E così tramarono con Dedalo: mentre Minosse si godeva un bagno tiepido, attraverso un tubo nascosto Dedalo fece scendere sul re acqua bollente, o secondo altri pece. Sta di fatto che il re di Creta ci restò secco all’istante.
Ma le sue vicende sarebbero durate anche nell’aldià…
Infatti, morto nella sua vasca da bagno più di Marat, Minosse, fedifrago, bugiardo, empio, cornificatore e cornuto concluse la sua carriera mortale basata su bugie e tori, e ne iniziò una nuova, ben più appagante: finì agli Inferi... col ruolo di giudice dei morti, poiché gli dei lo riconobbero come uno dei più giusti tra gli uomini. Visto il curriculum di Minosse, c’è da chiedersi quale fosse il livello di moralità degli altri!
Al suo fianco, nel tribunale infernale, sedevano fratello Radamanto, ormai riconciliato, ed Eaco, un tempo suo rivale.
Lì, secoli dopo, lo ritroverà durante il suo mistico viaggio Dante Alighieri. Ma del regale Minosse rimaneva ben poco: una bestia mugghiante dalla testa di toro, con una grande coda serpentina che si avvolgeva su sé stessa, indicando al peccatore il cerchio cui era destinato.
Coming Soon…
La nostra descrizione sulle migrazioni prosegue!
Ci prendiamo una pausa dalla Grecia, dove Cadmo, fratello di Europa, avrebbe fatto furore, e seguiremo Dedalo: continuando a migrare verso Occidente, l’inventore, lasciata la Sicilia, arrivò in Sardegna. Qui si mise al servizio di altri celebri emigrati\immigrati, i figli di Eracle e delle figlie di Tespio, ovvero i Tespiadi. E per loro fabbricò…
Ma di questo parleremo in un prossimo post, il primo della serie dedicato ai colonizzatori mitici della Sardegna.
Alcune piccole note...
Il toro di Creta catturato da Eracle fu lasciato libero da re Euristeo. La bestia fuggì lungo l’Istmo di Corinto giunse sulla piana di Maratona, in Attica. Qui Teseo lo uccise, secondo alcuni mitografi prima del viaggio di Teseo a Creta.
Secondo alcuni il tributo di quattordici fanciulli doveva essere inviato non ogni anno, ma ogni nove anni, cioè al termine di un Grande Anno.
Il mito di Icaro trova una corrispondenza in un mito degli indiani Zuni.

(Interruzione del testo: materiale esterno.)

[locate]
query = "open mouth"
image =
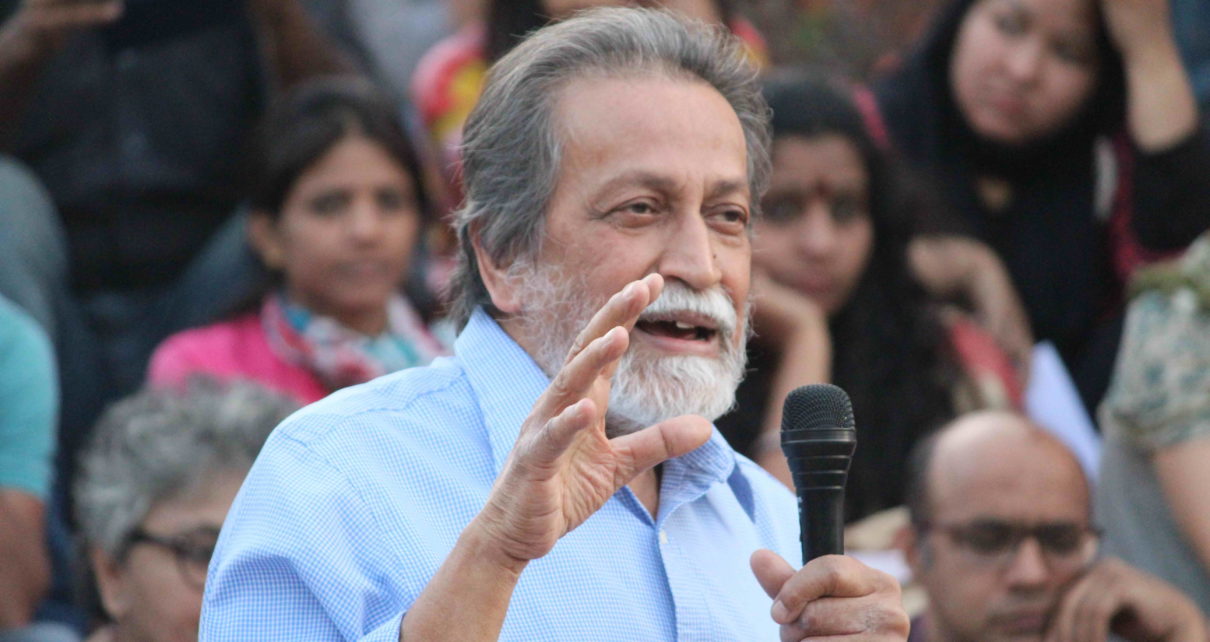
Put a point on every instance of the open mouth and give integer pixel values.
(687, 328)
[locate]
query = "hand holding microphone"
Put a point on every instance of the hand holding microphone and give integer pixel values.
(836, 596)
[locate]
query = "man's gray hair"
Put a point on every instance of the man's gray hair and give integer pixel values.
(165, 444)
(511, 151)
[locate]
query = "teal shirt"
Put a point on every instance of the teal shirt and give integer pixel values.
(28, 403)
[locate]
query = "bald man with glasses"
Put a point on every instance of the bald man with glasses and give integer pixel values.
(1002, 541)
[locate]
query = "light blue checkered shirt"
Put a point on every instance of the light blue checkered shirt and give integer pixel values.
(356, 501)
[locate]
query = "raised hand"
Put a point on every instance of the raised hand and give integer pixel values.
(564, 467)
(831, 597)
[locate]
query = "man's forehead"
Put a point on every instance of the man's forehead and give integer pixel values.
(1006, 470)
(621, 125)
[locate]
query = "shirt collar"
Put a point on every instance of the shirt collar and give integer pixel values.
(507, 382)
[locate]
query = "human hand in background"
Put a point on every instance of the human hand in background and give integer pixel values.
(49, 22)
(1116, 597)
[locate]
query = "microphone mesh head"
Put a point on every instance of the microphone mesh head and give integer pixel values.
(819, 405)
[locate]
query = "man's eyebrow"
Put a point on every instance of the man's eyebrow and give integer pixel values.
(725, 188)
(667, 184)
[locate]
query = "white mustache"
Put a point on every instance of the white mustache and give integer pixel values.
(713, 304)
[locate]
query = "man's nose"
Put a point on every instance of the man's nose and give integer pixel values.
(1027, 565)
(690, 254)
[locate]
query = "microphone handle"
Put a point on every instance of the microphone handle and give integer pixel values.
(822, 521)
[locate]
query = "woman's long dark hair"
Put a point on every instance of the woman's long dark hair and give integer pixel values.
(889, 350)
(510, 21)
(304, 126)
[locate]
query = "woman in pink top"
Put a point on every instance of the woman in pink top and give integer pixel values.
(336, 210)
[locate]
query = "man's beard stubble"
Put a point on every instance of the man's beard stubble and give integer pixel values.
(646, 388)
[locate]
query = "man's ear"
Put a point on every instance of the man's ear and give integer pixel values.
(501, 287)
(909, 542)
(110, 583)
(265, 239)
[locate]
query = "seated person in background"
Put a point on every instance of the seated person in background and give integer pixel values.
(1153, 497)
(565, 450)
(840, 304)
(1002, 542)
(1064, 134)
(336, 208)
(28, 410)
(155, 485)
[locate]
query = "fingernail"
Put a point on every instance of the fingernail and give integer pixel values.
(779, 612)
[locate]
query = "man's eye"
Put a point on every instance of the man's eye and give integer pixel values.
(1060, 538)
(987, 538)
(640, 207)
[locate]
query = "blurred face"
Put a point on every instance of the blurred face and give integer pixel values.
(651, 185)
(558, 10)
(155, 593)
(986, 578)
(1021, 69)
(345, 233)
(816, 235)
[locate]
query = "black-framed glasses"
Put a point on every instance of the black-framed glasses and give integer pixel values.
(191, 550)
(1062, 543)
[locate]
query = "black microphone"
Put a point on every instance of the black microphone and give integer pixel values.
(818, 439)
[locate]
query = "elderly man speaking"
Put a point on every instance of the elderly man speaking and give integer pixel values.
(559, 478)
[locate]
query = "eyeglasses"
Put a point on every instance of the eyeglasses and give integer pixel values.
(994, 541)
(192, 550)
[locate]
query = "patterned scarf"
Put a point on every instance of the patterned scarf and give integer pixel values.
(341, 357)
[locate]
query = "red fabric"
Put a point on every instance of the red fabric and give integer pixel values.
(984, 362)
(232, 350)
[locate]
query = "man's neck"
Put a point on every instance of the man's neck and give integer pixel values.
(646, 487)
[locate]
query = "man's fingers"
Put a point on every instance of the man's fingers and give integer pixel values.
(622, 308)
(664, 440)
(558, 433)
(834, 576)
(1084, 611)
(577, 375)
(771, 571)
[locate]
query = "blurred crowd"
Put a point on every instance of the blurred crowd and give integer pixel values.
(214, 213)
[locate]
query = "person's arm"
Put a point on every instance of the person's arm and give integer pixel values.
(1160, 108)
(26, 573)
(28, 40)
(293, 44)
(1113, 596)
(28, 414)
(562, 469)
(1183, 478)
(797, 329)
(950, 266)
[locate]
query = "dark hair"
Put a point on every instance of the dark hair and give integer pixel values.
(511, 21)
(916, 497)
(889, 347)
(309, 121)
(1102, 111)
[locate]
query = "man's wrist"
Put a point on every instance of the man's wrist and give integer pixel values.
(483, 544)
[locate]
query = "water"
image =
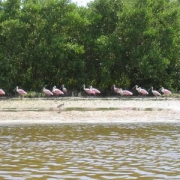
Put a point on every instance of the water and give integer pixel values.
(90, 151)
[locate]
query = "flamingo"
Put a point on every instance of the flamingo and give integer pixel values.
(165, 91)
(57, 91)
(21, 92)
(125, 92)
(47, 92)
(88, 90)
(155, 93)
(2, 92)
(95, 90)
(141, 91)
(64, 89)
(116, 90)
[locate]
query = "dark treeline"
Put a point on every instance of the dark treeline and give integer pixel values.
(122, 42)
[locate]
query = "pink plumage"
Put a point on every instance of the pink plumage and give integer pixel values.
(125, 92)
(20, 91)
(155, 93)
(57, 91)
(166, 91)
(47, 92)
(2, 92)
(88, 90)
(141, 91)
(64, 89)
(116, 90)
(95, 90)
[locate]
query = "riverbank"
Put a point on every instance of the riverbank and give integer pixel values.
(89, 110)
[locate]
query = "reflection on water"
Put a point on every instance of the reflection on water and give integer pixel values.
(90, 151)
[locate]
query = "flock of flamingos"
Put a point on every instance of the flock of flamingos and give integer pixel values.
(93, 91)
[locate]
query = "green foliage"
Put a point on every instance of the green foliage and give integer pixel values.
(118, 42)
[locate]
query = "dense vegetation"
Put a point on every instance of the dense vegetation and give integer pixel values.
(122, 42)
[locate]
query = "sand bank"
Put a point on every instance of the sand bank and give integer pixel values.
(89, 110)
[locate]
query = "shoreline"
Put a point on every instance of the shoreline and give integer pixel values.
(89, 110)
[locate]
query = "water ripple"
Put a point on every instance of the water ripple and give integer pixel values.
(83, 151)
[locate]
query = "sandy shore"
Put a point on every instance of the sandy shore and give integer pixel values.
(89, 110)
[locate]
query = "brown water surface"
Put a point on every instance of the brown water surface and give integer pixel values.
(90, 151)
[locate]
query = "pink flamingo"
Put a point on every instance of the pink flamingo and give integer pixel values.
(2, 93)
(21, 92)
(47, 92)
(64, 89)
(95, 90)
(165, 91)
(57, 91)
(88, 90)
(141, 91)
(155, 93)
(116, 90)
(125, 92)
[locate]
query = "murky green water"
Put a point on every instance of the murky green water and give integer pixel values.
(90, 151)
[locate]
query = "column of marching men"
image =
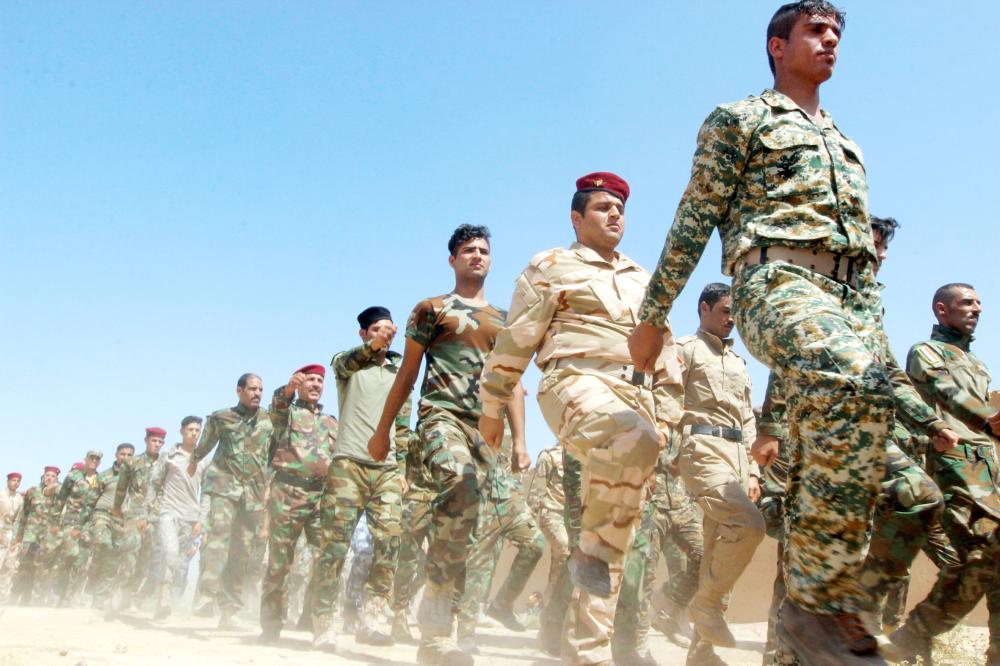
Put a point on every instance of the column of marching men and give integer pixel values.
(855, 462)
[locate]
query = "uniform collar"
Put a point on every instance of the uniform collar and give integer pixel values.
(718, 344)
(951, 336)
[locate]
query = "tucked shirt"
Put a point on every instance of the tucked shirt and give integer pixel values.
(363, 384)
(765, 173)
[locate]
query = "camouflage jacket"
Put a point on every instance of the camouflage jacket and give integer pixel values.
(78, 496)
(573, 304)
(239, 467)
(304, 437)
(765, 173)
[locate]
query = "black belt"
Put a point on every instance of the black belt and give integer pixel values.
(732, 434)
(282, 476)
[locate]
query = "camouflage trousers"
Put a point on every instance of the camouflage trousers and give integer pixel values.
(174, 534)
(668, 521)
(457, 459)
(824, 339)
(229, 541)
(506, 519)
(608, 425)
(291, 510)
(418, 512)
(353, 488)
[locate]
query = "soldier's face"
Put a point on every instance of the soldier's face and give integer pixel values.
(961, 312)
(718, 320)
(312, 388)
(249, 395)
(471, 259)
(811, 50)
(603, 222)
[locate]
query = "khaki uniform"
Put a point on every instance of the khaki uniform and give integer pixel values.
(573, 311)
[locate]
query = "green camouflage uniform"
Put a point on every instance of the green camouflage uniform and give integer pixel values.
(573, 311)
(767, 175)
(304, 441)
(356, 483)
(456, 335)
(78, 495)
(956, 384)
(234, 485)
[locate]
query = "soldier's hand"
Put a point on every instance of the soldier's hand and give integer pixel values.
(645, 345)
(946, 439)
(378, 445)
(764, 449)
(492, 430)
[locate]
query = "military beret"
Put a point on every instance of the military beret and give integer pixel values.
(373, 314)
(313, 369)
(604, 181)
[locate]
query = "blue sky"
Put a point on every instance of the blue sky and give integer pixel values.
(193, 190)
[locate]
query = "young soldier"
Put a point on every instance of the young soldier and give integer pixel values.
(787, 191)
(575, 309)
(357, 483)
(303, 442)
(455, 332)
(234, 484)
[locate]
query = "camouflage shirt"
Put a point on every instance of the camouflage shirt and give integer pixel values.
(765, 174)
(304, 437)
(457, 335)
(239, 467)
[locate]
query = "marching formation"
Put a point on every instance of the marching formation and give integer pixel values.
(855, 462)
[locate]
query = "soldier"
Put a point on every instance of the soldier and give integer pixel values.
(106, 532)
(956, 383)
(356, 483)
(11, 502)
(140, 516)
(303, 442)
(78, 496)
(38, 536)
(455, 332)
(233, 487)
(176, 496)
(788, 193)
(575, 309)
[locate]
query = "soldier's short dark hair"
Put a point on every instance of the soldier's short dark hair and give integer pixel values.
(464, 234)
(784, 19)
(946, 292)
(885, 226)
(244, 378)
(711, 294)
(188, 420)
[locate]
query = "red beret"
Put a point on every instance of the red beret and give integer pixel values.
(605, 182)
(313, 369)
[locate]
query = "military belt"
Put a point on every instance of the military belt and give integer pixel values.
(732, 434)
(837, 267)
(624, 371)
(313, 484)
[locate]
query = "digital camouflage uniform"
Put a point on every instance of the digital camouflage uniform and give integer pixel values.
(234, 485)
(304, 440)
(956, 383)
(769, 176)
(78, 496)
(575, 310)
(356, 484)
(456, 334)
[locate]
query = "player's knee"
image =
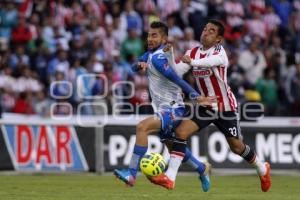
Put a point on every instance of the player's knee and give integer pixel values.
(180, 133)
(236, 149)
(141, 128)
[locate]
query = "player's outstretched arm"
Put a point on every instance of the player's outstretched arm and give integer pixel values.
(210, 61)
(160, 62)
(141, 63)
(181, 67)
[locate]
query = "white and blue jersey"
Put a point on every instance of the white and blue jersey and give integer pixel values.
(165, 87)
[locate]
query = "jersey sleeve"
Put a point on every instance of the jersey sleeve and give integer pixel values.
(160, 62)
(135, 67)
(180, 68)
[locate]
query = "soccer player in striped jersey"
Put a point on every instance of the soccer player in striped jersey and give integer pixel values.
(165, 86)
(209, 64)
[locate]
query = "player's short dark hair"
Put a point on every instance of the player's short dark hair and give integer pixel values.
(219, 24)
(160, 25)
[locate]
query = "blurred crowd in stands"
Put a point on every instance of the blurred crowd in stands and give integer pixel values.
(74, 56)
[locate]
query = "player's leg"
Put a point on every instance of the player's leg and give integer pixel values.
(202, 168)
(146, 127)
(231, 129)
(177, 154)
(170, 120)
(186, 128)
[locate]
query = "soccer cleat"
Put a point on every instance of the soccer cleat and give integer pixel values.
(204, 178)
(265, 180)
(163, 181)
(125, 176)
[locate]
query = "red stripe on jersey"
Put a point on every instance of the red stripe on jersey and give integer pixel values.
(193, 52)
(201, 80)
(203, 86)
(218, 93)
(177, 153)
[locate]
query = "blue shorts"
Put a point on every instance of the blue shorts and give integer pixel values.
(170, 118)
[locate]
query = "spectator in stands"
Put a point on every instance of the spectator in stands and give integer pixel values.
(21, 34)
(18, 58)
(252, 61)
(8, 19)
(268, 90)
(132, 45)
(292, 89)
(42, 104)
(24, 104)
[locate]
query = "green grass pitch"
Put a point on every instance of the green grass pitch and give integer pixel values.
(93, 187)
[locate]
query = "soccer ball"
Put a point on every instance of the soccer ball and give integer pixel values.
(152, 164)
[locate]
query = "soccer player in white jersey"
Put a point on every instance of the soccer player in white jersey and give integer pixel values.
(165, 85)
(209, 64)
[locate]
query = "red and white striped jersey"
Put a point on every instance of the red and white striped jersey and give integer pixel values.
(210, 73)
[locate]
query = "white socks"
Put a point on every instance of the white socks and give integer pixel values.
(260, 166)
(174, 164)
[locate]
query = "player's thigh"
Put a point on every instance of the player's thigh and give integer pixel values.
(150, 125)
(236, 145)
(185, 129)
(228, 123)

Tra loro si narra di un giovane che, innamorato di un’aquila femmina che aveva allevato, la liberò e, tramutatosi a sua volta in uccello, la seguì fino alla Montagna di Turchesi. Qui fu dato al giovane un abito da aquila, ma anche l’ammonizione di non volare oltre la catena di montagne che si vedeva all’orizzonte. Ma un giorno, mentre volava, il giovane fu preso da una sensazione di potere tale che violò il divieto, superò la catena e vide la città dei morti. Dopo varie vicende, come accadde a Icaro, anche al giovane fu strappato l’abito da aquila e il ragazzo precipitò schiantandosi al suolo.